Last spring (it must have been April or so), courtesy of a colleague from my last year of Bachelor's, I read a book entitled "How I Became Stupid", written by a man named Martin Page. Much to my disappointment, the book gave neither definite instructions, nor a weekly training plan. It was mostly just a rant about the materialism that encroaches contemporary society.

Right... this blog post is not about that book.

Yes, it was a fun book to read, but the words gave off a repetitive smell of frustration (... this is where you smile...), and the whole endeavor suffered from a horribly-picked target audience. I think of the people who need to read it, and most haven't cracked open any book in ages. Or maybe they have, I couldn't possibly know. I could say I've learned better than to be judgmental of others, but that would be pretentious. In fact, I just don't care to judge.

So, anyway, I was hoping that this book would teach me how to become stupid ("laid back about life", if you prefer a fancier wording), and since we're both here dealing with this blog post, we can both agree that something went terribly wrong along the way, and I've failed. Although it happens that I sometimes feel stupid, I'm afraid that's a very different feeling. Reality always turns to kick me in the butt like a donkey on steroids.
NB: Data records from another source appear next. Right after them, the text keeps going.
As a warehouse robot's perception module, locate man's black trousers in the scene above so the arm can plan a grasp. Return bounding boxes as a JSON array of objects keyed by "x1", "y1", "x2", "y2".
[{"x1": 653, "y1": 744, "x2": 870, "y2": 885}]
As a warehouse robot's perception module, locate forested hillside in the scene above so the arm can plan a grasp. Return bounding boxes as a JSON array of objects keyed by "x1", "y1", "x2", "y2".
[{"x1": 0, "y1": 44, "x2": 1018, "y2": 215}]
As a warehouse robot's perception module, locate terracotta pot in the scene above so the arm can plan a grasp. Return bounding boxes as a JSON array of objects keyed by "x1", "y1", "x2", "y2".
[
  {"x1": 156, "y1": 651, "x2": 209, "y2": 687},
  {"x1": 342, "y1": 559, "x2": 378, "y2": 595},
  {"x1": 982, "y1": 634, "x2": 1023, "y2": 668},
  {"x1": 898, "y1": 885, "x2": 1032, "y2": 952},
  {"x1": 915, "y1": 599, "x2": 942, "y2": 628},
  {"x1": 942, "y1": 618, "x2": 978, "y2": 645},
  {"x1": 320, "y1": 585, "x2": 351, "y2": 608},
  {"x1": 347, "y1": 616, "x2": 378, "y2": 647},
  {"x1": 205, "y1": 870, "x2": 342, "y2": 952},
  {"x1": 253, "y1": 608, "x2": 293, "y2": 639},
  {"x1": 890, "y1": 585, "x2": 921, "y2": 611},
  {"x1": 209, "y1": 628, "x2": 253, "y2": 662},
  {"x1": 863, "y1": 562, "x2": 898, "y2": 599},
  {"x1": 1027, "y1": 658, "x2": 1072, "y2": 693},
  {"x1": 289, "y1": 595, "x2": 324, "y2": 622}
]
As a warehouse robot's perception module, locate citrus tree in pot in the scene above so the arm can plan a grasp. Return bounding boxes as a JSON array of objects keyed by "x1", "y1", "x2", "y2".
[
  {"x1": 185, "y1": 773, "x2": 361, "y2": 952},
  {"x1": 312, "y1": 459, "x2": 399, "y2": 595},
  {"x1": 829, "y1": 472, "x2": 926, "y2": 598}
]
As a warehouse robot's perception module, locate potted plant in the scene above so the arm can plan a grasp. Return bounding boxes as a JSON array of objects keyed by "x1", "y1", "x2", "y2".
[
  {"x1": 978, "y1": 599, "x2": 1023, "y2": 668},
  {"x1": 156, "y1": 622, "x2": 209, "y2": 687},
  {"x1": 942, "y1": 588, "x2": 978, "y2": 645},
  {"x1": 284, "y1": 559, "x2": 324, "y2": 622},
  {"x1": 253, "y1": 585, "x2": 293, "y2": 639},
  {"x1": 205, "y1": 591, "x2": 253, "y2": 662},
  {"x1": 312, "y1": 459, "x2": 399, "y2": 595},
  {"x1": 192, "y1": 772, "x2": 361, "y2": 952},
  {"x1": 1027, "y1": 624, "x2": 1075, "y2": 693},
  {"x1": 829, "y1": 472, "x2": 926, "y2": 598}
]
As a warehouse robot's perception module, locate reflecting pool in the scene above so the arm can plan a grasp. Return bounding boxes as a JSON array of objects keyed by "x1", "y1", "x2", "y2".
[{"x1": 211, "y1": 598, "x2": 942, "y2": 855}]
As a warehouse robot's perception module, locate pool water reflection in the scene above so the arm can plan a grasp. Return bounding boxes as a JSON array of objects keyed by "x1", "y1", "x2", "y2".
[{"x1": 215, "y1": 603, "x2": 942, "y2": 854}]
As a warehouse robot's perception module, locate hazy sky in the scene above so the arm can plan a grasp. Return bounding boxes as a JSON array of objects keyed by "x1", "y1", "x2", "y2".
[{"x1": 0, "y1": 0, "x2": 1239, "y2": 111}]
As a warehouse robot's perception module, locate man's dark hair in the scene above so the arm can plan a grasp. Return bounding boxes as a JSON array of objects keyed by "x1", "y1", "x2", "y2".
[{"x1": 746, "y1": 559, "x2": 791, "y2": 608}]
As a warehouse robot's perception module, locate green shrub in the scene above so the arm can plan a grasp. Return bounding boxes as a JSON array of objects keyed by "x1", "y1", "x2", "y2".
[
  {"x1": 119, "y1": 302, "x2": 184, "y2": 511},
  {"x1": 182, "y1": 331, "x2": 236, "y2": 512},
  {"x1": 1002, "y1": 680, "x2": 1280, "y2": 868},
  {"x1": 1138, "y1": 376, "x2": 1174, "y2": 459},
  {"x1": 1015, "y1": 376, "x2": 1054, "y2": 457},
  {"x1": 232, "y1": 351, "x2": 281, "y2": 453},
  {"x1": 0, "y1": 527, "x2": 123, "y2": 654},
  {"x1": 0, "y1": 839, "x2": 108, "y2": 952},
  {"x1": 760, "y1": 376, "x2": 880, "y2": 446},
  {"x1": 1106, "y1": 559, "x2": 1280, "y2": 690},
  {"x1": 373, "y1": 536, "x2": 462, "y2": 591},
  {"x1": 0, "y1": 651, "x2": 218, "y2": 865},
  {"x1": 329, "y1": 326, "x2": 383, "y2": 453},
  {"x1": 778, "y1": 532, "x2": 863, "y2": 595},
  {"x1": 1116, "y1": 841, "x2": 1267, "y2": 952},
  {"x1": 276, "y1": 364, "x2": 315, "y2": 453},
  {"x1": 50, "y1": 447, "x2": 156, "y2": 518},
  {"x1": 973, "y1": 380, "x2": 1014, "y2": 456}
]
 Stanley Library at Girton College

Christmas, for some reason, is usually important to me. I'm not religious, although for cultural reasons, I will say I'm sort-of Christian (I'm spiritual, but no Jesus, bibles, or Popes for me, thank you very much). I loathe the fir tree massacre that goes on on Christmas. I hate the flocks of entranced shoppers who create stampedes in supermarkets, and I'm also not that big on giving and receiving presents. But underneath all that, I love Christmas for the personal experience that it stirs up in me. I definitely looked forward to Christmas.

But the problem is that attachment spawns expectation, and like Charles Dickens himself tried to warn us, "Great Expectations" lead to nothing good in life. I'm sitting at the table, looking at the top-right corner of my monitor that reads "Sat, Jan 5", and I'm trying to figure out what the f**k just happened over the past two weeks, while I'm downing one glass of wine after the other. I'm not sad, I just... am. I'm wondering whether Christmas actually was the most recent thing I've given up on.

A few weeks ago, I attended a Christmas carol concert at the Stanley Library in Girton College. Schubert's Winterreise. True to the name of the song cycle, a few days later I was boasting on having booked 3 flights, 3 train rides, 2 bus rides and 1 car ride, all for 218£ - Heathrow to Heathrow. To the wrong people, and out of nervousness, but I was boasting. I was going to gloriously roam half of Europe (extra-)low-cost, so that I could be home for Christmas. I was going to have a great Christmas. Eventually and predictably, I felt like I was putting on a show for myself, and I simply didn't want to attend my own show. Subconscious self-defense, I suppose. I'm supposed to make an effort towards nice holidays, not all the effort. "Home", whatever that means, was the most isolating and depressing place I've been to in the past few months - hardly surprising for Everybodyleftville.

Driving would have normally made me tick, but after my father said "Catch!" and threw me the car keys (much to my surprise, I may add), half an hour later I found myself just holding them and staring at the car. I felt nothing. "OK, maybe if I drive 130 km/h... Still nothing? OK, maybe if I drive on the left instead... no? Slow down and drift sideways into the next curve? Ho-hum... OK, let's face it, this isn't working."

My grandmother is very old. There were moments when she did not recognize me, and I simply didn't know how to deal with it. I thought I would be wiser and more prepared for this, but I just cowardly locked myself inside my head, far from anyone else, and threw away the key. I was hugging her, yet she didn't seem to acknowledge that it was me. Everything was wrong. I left.

At the moment of reading "How I Became Stupid" last year, I saw the point, but I didn't know just how to get there. Whether I want it or not, though, things are starting to fall into place in that direction for me. Slowly but surely, one day I'll get to the point where I can write a post to advertise my achievement of complete, utter stupidity.